В двенадцать я — дома. Лежу и курю приторные папиросы. Сна нет. Сердце стучит, как мотор мотоциклетки. Курю, чтобы одуреть. Мозг весь высох. Все чудовищно бессмысленно.

Воробей решил продавать Советской России лампочки для карманных фонариков и послал меня на завод за браком.

Я ехал в купе один. Глядел в окно. Был ветреный весенний день. Мне было тревожно. В купе кто-то вошел, сел напротив, щелкнул замочком. Затем солнечный зайчик от зеркала скользнул мне по лицу. Я взглянул. Передо мной сидела чудесной красоты девушка из породы тех, кого я видел в первый день приезда. Детское озабоченное личико, поднятые наверх небрежные светлые волосы и синие, широко расставленные глаза.

Я не остерегся. Я стал глядеть в эти глаза, синие, как ветреное небо.

Какая уж там прежняя самоуверенность, — у меня даже мысли не было и заговорить с девушкой… Глядел ей в глаза, как чахлая птица из подвала на весенний день… Уверяю вас, — в такой день такие глаза у женщины кажутся родиной. Глядишь и чувствуешь, что ты — бродяга, бродил бездомно, — пора на родину. Я был взволнован, растревожен, несчастен.

На остановке девушка вышла. Я вздрогнул, — так сердито она оглянулась на меня… Через минуту она вернулась с жандармом, указала на меня кружевным зонтиком и сказала:

«Этот господин намеревался лишить меня чести. Я готова дать показания».

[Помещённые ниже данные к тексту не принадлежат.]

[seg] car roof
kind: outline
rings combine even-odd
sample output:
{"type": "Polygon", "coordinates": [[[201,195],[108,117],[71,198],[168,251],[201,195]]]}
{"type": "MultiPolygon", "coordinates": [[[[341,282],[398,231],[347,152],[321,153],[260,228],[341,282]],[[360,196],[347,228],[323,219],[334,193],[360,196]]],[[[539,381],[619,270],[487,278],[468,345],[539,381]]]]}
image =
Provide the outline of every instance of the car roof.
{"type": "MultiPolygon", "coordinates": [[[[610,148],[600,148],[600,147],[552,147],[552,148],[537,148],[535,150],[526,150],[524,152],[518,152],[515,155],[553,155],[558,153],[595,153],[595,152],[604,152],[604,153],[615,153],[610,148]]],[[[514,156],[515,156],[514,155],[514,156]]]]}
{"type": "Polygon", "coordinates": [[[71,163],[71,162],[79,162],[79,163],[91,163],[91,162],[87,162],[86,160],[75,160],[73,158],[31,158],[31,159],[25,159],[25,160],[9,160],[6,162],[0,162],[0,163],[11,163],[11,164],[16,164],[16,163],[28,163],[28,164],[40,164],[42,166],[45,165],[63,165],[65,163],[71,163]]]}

Меня отвели в комендатуру. Составили протокол на основании показаний синеглазой красавицы. По законам Америки этого было достаточно. Меня отвели в тюрьму. Через двадцать четыре часа был суд. Я чистосердечно все рассказал. Красавица была ужасно удивлена, — она была неплохая девушка, к тому же, видимо, ей польстили мои слова об ее глазах. Она отказалась от преследования. Я заплатил пени и вернулся в Нью-Йорк без лампочек.

Воробей меня выгнал: в субботу я получил свой обычный чек на двадцать семь долларов и записочку: «Благодарю вас». Я снова очутился на тротуаре. Но теперь мне не было охоты наживать сто миллионов долларов. Не для того меня родила мать, чтобы я из последних сил помогал Воробью выколачивать разницу. Не хочу больше всей этой бессмыслицы, не принимаю. Мираж… Мираж… Я не сумасшедший. Назад, домой, на родину…

У границы поезд медленно проходил сквозь деревянные ворота в Россию. На кочковатом поле, у полотна, стоял рослый красноармеец в шишаке, с винтовкой за спиной, и равнодушно глядел на окна вагонов. Ветер отдувал полы его шинели, видавшей виды.

За спиной его — холмы, леса, поля на многие тысячи верст. Грядами не спеша плывут серые облака.